However, the 2016 GINA (Global Initiative for Asthma)
guidelines explicitly stated that IV magnesium sulfate is not
recommended in children, although it could work in children who do not
respond to initial therapy [4]. Similarly, the guideline did not
recommend nebulized magnesium sulfate, although it improved lung
function parameters in children with severe exacerbations [4]. The 2014
British guideline [5] also recommended against using nebulized magnesium
sulfate in children with asthma exacerbations, citing the need for more
robust evidence on the subject. This position was reiterated in the
September 2016 revision of the guideline [6]. For IV magnesium, the 2014
guideline [5] reported the intervention to be safe, but did not
explicitly recommend its usage; whereas the 2016 guideline [6]

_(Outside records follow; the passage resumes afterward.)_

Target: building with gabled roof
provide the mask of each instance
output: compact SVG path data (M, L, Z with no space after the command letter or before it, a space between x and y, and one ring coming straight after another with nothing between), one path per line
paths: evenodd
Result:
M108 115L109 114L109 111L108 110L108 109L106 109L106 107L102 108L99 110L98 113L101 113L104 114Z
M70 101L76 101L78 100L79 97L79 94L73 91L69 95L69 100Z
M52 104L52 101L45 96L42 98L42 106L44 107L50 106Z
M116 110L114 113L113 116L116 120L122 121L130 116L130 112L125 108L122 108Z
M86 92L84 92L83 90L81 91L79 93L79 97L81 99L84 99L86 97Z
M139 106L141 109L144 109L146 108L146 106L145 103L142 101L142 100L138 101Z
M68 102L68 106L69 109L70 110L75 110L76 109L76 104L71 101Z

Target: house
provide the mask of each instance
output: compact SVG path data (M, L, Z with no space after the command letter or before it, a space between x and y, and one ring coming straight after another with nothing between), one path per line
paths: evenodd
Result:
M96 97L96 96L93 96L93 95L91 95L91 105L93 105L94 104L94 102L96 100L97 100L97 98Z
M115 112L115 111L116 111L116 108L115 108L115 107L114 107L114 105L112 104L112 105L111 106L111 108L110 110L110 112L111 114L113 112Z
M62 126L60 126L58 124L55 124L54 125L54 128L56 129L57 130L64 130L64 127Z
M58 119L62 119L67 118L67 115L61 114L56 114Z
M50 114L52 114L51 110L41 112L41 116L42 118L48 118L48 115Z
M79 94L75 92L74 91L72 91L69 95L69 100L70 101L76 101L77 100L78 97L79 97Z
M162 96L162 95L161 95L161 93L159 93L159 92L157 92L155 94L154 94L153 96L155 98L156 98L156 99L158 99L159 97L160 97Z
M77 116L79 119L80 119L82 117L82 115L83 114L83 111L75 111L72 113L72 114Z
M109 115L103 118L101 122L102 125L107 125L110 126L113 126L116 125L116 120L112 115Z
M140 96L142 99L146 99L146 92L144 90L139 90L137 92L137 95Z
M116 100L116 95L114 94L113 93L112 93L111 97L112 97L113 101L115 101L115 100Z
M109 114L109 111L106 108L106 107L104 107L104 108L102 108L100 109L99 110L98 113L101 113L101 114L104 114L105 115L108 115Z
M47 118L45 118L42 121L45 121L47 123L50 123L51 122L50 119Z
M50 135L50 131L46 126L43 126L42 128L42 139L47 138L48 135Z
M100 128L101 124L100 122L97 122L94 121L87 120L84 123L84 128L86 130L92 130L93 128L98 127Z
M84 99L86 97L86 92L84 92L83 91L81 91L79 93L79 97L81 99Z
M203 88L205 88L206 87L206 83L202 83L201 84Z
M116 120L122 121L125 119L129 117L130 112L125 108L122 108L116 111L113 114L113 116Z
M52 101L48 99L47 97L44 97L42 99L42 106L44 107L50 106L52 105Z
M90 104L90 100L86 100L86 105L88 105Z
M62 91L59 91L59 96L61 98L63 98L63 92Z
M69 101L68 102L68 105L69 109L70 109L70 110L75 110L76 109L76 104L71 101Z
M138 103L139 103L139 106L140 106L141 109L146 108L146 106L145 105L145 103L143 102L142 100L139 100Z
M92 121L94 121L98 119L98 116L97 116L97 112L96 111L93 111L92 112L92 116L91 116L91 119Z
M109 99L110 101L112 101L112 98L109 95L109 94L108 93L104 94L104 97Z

recommended 40 mg/kg IV magnesium for those not responding to initial
treatment. However, guarded language was used viz to consider IV
magnesium as first-line IV treatment for those who do not respond
adequately to first-line treatment. The reason for the ambiguous
statement is unclear, despite the latest evidence available.
Against this backdrop, yet another systematic review
by Su, et al. [7] evaluating efficacy of magnesium sulfate
(intravenous and nebulized) has been published.
Critical appraisal: At the outset, the need for a
new systematic review has to be considered carefully. The Cochrane
review [1] on IV magnesium, published in April 2016 included literature
search till 23 February 2016. In contrast, Su et al, [7] included
studies on intravenous magnesium till June 2015. Thus, for IV magnesium,
the Cochrane review [1] is the most up-to-date evidence. The immediate
online publication of Cochrane reviews meeting the stringent publication
criteria of the Cochrane Collaboration greatly facilitates them to be
up-to-date. Since the Cochrane review protocol was published in April
2014 [8], the justification for undertaking a new review on IV magnesium
is unclear.
In contrast, the last systematic review on nebulized
magnesium was published in 2013 [2], and included only one pediatric
trial with 62 children. Hence, the updated review on nebulized magnesium
by Su, et al. [7] is timely. Table I present a
critical appraisal of the systematic review using one of the various
tools available for the purpose [9]. Overall, the review met the major
criteria for a good quality review.
Table I: Critical Appraisal of the Trial
Question |
Comments |
Validity |
1. Is there a clearly focused clinical question? |
A clinical question in the traditional PICO format is missing,
but the following can be presumed: What is the efficacy of
intravenous and nebulized magnesium (Interventions) versus no
magnesium (Comparator) on hospitalization and lung function
parameters (Outcomes) among children with acute asthma
exacerbation (Population)? |
2. What are the criteria for selection of studies? |
The authors selected randomized controlled trials (RCT) and
quasi-randomized trials evaluating intravenous or nebulized
magnesium in children (<18 y) with acute asthma episodes. They
excluded trials comparing magnesium against â2-agonists. No
efforts were made to include pediatric data from trials that
included both children and adults. |
3. Is the literature search method specified? |
The authors searched three databases (Medline, Embase and the
Cochrane Library) for randomized trials till June 2015. No
language restrictions were used. Additional searches were made
through bibliography section of selected citations and review
articles (although the output is not presented separately). |
4. Have the identified studies been evaluated for methodological
quality? |
The authors used the Cochrane Collaboration Risk of Bias tool
for methodological assessment. However, they did not present the
evaluation of each trial with the Tool criteria, but presented
an overall summary estimate.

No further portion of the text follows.